"Buen Camino!" is Spanish for "Bon Voyage" or literally "Good Way". It is especially used to greet pilgrims on the Camino de Santiago, Europe´s most ancient and famous pilgrimage. I finished my fourth of seven days on this typically 30-day journey on the Camino Frances, a 480 miles trek from the French border to Santiago de Compostella, where St James the Apostle is believed to be buried.
For over 1,000 years, all sorts of people have embarked on this adventure: the young, the older, the physically fit or otherwise, the spiritual, the religious, the adventurous, the home-bound, prompted by a multitude of reasons. I have met people from all Five Continentes and various walks of life: Anglican priests, Buddhist enthusiasts, devout Catholics, thoughtful atheists.

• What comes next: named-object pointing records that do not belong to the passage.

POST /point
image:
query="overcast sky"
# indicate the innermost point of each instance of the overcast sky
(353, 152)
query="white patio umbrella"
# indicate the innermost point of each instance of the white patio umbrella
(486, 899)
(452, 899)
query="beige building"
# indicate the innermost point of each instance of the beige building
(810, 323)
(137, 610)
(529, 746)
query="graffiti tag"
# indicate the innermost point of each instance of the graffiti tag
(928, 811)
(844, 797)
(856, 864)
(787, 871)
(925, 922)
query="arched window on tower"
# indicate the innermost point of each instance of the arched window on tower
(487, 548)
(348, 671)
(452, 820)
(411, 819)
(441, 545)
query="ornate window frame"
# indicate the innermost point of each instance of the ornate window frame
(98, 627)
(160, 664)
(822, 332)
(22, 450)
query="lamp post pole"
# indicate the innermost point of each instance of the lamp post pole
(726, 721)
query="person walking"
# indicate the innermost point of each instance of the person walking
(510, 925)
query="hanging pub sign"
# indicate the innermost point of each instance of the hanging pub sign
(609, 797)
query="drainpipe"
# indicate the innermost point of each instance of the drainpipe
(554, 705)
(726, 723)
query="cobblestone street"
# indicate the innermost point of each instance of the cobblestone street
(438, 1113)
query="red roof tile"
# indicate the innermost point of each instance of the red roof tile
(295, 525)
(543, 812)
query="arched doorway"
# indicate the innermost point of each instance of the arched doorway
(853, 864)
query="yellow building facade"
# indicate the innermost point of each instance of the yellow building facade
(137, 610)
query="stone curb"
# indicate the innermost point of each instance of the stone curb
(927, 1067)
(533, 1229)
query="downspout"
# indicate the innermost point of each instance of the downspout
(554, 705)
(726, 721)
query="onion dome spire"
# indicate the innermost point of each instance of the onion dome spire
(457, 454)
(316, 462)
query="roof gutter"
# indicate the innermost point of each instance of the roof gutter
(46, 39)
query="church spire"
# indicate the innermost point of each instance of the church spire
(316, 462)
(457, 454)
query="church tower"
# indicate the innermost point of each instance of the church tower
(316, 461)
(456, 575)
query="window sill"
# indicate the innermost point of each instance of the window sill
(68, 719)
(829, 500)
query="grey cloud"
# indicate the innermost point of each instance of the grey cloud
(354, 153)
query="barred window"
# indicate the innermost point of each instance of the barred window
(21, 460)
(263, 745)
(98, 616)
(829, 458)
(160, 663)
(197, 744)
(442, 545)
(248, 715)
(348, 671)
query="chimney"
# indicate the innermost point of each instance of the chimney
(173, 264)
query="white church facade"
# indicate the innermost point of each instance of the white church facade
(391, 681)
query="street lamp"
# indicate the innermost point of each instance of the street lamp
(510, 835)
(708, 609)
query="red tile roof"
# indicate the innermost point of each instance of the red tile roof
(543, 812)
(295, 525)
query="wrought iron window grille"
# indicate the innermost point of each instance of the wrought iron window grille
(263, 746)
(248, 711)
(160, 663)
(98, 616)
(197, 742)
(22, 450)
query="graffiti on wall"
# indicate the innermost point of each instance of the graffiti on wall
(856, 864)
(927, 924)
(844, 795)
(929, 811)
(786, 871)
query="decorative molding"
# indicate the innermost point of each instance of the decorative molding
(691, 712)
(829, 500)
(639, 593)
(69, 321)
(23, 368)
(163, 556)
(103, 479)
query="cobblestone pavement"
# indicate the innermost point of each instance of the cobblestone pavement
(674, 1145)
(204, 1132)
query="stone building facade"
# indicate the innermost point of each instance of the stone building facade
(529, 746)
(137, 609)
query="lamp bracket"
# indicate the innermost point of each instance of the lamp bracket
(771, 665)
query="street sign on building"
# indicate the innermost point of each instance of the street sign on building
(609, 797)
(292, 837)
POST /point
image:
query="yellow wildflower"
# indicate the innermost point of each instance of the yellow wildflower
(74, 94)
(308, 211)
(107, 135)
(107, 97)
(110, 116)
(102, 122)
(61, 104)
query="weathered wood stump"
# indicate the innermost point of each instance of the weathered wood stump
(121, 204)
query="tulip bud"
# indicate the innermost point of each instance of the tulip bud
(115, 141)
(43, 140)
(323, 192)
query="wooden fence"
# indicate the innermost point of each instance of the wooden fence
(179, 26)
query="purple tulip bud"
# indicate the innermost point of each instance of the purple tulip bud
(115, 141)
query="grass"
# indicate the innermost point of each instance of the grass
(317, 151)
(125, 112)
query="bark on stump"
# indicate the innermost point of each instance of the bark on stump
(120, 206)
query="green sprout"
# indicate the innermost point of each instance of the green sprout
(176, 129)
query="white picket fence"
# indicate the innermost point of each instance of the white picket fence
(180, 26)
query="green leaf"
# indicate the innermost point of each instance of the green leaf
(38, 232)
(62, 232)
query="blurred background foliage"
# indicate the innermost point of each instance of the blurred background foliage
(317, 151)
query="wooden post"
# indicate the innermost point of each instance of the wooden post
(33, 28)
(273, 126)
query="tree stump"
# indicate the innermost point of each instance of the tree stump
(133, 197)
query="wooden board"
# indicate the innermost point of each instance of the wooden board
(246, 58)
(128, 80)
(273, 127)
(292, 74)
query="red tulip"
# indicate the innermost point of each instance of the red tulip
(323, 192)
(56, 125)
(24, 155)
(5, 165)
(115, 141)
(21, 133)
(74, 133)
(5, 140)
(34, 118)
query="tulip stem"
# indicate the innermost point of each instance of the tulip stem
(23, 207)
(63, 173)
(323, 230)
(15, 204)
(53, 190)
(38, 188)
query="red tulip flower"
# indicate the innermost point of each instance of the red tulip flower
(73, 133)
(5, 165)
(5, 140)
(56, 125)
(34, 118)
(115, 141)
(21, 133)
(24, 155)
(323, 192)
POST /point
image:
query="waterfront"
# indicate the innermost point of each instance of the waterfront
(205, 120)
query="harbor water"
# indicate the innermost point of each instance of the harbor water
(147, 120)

Some have a clear idea why they are on this journey. Most have only a vague notion. Many of us have a strong yet unconscious motivation why we are on this pilgrimage. It´s usually after a few days - perhaps a week - on the journey, when the newness of the adventure wears off, when our bones are bruised, our muscles ache, our feel calloused with blisters, and our knees beg for rest, that deeper questions begin to emerge. The inner search takes a turn.
As for me, I initially wanted to join Paul Malvaux SJ, a brother Jesuit Tertain, as a way to celebrate my 10th Anniversary of priesthood and to listen further to how the Lord is inviting me to serve in the years to come. Yet, the deeper reason(s) remains an elusive mystery to me.
Something interesting is emerging however. I am discovering that many, if not most pilgrims, do not embark on this way primarily because of religious reasons. Some examples: a twenty-three year-old Korean young woman wants to clear her head, perhaps clouded by an early onset of "quarter life crisis". She shared, without knowing that my companion and I are priests, that she is struggling with her Catholic faith. An older man from La Reunion (Africa) unfamiliar with Jesuits asked us if we believed in Jesus Christ. Many pilgrims go to Mass at night a receive a special blessing, whether they are Catholic or not, mixed with curiosity and hesitation of what the blessing may do to them. A middle age woman from Korea was moved to tears when she received such a blessing for the first time in her life. Another group of four Catholic pilgrims from France asked us to celebrate the Eucharist with them, albeit only half of them regularly attends Mass.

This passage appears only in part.